Generic GPIO on USB / hotpluggable gpiolib device

From: Andy Green
Date: Fri Sep 10 2010 - 04:52:25 EST


Hi -

I just wrote a small driver that exposes a USB device's IO as generic GPIO using a little protocol. I often needed a simple way to bitbang something from my laptop and this is going to be very useful to implement it.

It works fine with dynamic GPIO allocation and so on, but I maybe realized at the end why nobody did this until now, in gpiolib it says...

/**
* gpiochip_remove() - unregister a gpio_chip
* @chip: the chip to unregister
*
* A gpio_chip with any GPIOs still requested may not be removed.
*/
int gpiochip_remove(struct gpio_chip *chip)
{
...
for (id = chip->base; id < chip->base + chip->ngpio; id++) {
if (test_bit(FLAG_REQUESTED, &gpio_desc[id].flags)) {
status = -EBUSY;
break;
}
}
...

In short gpiolib doesn't have the concept that the chip can be hot(un)plugged randomly, including at times when something has requested the GPIO.

I am quite certain that USB generic GPIO would be something very nice for end users, to be able to casually plug in even the cheapest USB micro and bitbang as much GPIO as you like from userspace in a standardized way (including being able to exploit the existing bitbang protocol drivers on the exposed GPIO) would be very handy. The protocol is simple and flexible (1 x IN endpoint and 1 x OUT endpoint, only one packet per call, device announces number of GPIO it supports).
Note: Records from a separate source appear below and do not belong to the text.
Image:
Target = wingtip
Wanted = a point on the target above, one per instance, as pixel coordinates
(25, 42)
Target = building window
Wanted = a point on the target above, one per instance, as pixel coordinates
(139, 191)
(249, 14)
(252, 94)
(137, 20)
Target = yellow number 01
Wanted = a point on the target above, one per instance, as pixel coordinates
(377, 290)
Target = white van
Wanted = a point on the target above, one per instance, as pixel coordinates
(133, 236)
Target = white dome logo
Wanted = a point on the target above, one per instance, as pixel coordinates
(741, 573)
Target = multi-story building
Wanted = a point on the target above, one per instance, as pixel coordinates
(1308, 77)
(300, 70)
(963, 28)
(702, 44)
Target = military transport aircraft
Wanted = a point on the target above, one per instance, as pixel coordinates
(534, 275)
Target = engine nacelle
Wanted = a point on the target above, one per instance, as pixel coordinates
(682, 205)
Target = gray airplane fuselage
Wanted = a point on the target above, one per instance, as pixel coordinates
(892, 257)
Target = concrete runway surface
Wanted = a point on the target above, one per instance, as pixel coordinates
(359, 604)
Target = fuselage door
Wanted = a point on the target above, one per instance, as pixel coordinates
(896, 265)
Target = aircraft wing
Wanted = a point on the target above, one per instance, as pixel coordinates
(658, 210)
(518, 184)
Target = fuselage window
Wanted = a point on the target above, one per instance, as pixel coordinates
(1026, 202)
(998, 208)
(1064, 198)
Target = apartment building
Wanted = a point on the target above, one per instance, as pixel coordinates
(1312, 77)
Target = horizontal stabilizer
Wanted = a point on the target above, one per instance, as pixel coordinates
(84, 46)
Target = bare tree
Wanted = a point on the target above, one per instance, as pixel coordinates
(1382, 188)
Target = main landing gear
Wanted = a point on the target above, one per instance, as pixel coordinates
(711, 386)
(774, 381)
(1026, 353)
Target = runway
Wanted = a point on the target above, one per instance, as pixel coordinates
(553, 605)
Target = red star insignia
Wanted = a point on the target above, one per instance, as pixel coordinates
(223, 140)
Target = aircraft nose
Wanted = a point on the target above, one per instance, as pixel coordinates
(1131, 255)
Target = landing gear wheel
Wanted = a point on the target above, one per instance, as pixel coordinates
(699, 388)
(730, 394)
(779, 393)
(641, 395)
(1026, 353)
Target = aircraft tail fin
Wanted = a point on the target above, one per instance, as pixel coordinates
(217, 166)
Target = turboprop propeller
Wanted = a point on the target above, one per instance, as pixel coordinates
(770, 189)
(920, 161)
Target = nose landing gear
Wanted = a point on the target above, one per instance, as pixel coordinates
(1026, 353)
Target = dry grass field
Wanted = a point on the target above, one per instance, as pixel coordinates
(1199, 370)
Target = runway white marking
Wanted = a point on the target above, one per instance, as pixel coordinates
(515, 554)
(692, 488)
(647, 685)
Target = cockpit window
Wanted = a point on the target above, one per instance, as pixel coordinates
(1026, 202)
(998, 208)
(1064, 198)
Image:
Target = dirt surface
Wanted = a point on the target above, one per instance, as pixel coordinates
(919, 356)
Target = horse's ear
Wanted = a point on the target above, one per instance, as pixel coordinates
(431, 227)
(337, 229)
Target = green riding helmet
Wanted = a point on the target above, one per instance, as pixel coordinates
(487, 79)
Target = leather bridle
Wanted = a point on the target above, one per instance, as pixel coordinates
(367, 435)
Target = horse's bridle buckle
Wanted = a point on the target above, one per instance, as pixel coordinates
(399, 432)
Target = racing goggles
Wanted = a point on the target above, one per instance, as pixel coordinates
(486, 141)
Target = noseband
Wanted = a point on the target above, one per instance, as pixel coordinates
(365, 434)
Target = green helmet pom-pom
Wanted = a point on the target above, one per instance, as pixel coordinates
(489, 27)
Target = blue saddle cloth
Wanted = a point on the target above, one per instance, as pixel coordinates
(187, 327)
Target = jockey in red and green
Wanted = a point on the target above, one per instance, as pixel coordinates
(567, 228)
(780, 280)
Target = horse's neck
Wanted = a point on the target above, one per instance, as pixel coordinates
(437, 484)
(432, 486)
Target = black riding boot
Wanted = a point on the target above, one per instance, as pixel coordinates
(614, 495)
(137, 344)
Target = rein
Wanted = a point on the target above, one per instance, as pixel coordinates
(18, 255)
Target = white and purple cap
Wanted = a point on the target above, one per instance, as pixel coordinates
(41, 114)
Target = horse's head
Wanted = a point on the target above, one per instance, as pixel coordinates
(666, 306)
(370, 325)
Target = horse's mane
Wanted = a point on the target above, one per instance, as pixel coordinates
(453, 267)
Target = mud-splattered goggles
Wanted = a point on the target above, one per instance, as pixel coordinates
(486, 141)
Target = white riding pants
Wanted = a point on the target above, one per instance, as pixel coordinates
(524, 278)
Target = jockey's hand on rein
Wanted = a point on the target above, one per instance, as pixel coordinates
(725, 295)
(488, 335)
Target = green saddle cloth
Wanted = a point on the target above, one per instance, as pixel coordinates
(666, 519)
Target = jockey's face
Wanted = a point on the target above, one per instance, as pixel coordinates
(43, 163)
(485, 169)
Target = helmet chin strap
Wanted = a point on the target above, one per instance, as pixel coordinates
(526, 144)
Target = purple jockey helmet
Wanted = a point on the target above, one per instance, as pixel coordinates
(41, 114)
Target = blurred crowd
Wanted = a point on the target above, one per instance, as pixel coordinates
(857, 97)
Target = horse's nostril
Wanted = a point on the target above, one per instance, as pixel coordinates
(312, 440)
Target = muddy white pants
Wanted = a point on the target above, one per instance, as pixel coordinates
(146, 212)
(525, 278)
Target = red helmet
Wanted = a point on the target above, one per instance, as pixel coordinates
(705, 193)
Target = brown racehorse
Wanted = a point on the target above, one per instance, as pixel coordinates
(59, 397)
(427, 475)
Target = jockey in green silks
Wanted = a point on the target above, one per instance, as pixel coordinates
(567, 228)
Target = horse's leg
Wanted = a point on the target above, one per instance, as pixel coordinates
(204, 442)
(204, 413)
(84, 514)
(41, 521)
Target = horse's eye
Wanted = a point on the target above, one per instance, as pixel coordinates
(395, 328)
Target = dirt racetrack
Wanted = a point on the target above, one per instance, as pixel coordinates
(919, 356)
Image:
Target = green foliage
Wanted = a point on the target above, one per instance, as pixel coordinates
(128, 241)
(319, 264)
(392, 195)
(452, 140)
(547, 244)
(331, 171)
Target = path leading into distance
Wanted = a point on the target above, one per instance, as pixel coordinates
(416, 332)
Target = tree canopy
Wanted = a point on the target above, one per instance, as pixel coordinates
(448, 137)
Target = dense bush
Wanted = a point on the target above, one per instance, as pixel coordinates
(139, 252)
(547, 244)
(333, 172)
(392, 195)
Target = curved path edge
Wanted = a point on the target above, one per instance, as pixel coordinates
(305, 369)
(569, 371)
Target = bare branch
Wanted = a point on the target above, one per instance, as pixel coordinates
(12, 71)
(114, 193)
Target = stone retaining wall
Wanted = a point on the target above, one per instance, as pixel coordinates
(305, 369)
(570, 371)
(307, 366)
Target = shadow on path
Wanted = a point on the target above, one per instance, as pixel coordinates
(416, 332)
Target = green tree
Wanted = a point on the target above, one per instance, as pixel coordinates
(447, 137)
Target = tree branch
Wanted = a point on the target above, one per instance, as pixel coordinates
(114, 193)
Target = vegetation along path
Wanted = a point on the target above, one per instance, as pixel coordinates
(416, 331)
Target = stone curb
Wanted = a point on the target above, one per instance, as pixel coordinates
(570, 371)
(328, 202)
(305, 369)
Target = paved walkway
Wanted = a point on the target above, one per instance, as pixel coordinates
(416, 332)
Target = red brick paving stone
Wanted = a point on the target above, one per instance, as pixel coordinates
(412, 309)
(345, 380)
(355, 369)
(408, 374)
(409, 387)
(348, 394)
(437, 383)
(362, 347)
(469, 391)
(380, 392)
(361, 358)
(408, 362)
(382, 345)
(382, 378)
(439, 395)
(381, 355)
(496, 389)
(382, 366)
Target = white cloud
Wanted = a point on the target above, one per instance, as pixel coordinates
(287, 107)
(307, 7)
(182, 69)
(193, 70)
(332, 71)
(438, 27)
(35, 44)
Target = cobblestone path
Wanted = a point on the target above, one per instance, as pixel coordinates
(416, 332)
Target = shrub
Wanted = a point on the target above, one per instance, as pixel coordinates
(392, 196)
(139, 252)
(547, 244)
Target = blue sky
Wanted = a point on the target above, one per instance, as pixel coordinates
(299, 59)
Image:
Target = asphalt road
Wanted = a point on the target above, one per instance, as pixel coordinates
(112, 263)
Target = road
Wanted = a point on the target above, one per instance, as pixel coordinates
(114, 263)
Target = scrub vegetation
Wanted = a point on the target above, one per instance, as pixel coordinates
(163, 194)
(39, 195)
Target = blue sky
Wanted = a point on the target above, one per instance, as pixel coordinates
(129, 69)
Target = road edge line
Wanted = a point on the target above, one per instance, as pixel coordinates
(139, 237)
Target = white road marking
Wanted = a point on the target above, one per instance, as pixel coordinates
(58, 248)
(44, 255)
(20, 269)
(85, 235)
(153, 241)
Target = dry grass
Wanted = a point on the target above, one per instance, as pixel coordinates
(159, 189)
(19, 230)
What'd be the feeling if I enhanced gpiolib a bit along the lines of:

- changing the chip set() function to be able to return errors, at the moment it's void return from that

- adding a flag marking a chip as "dead", causing all IO via it to fail immediately and it to be auto-removed when the last request goes

Does this seem workable? What to do about say SPI bitbang protocol driver instance that sees its generic gpio calls started failing?